Even the necron communication-nodes were silent. It was something else.

  Iulus scanned the third wall, the one that was mined with as much explosive as he could spare. The rumble beneath his feet grew deeper and heavier. Some of the men had to steady themselves on the battlements to stop from falling.

  ‘Battle positions,’ he bellowed. The order was relayed through the other Immortals. The entire defensive line, including the troops in the courtyards, tensed.

  A Space Marine can exist in a state of heightened battle-tension for hours, even days. Their enhanced physiologies are genetically engineered to cope with even the most arduous mental extremes. For a human it is unbearable. Like a sinew pulled taut across a muscle it can only be strained for so long. Over-tense it and it will snap.

  Still the tremors persisted.

  The men looked fit to break.

  Despite the absence of a vox-caster, Iulus’s voice reverberated around the wall. ‘Hold positions!’
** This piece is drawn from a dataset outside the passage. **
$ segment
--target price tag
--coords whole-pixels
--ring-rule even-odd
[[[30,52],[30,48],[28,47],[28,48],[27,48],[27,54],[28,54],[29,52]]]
  Again, he searched the third wall. The proximity triggers were rigged throughout the ruins. There was no way the necrons could have bypassed them all. He searched the killing-field on which their guns were aimed and primed, despite the fact he knew no enemy could set foot there without first coming through the third wall. Where was the fire? Where were the explosions and the shrapnel storm he had laid for them? Come on, come on… We shall unleash death upon you.

  ‘Where are they?’ hissed Kolpeck, the normally stoic conscript showing signs he was on edge.

  Iulus silenced him. ‘They are close. Be ready, brother.’

  He’d said it without thinking, by rote. Iulus didn’t take it back. He could see instantly the effect it had on Kolpeck’s resolve. He was emboldened. In another life he would have made a fine Space Marine, Iulus was sure.

  ‘I am at your side, brother-Angel.’

  ‘And I yours,’ Iulus muttered. Breaking up his squad had felt unnatural at first. Iulus would still have preferred his brothers by his side but Kolpeck was a good soldier and a fine companion. He had never really thought much of humans before. This enemy they faced was enough to push an Ultramarine’s resolve and strength to the limit and yet here these men stood, in defence of their homes, defiant to the last. Yes, Iulus was proud to stand with them and learn an important lesson about the depth of the human spirit.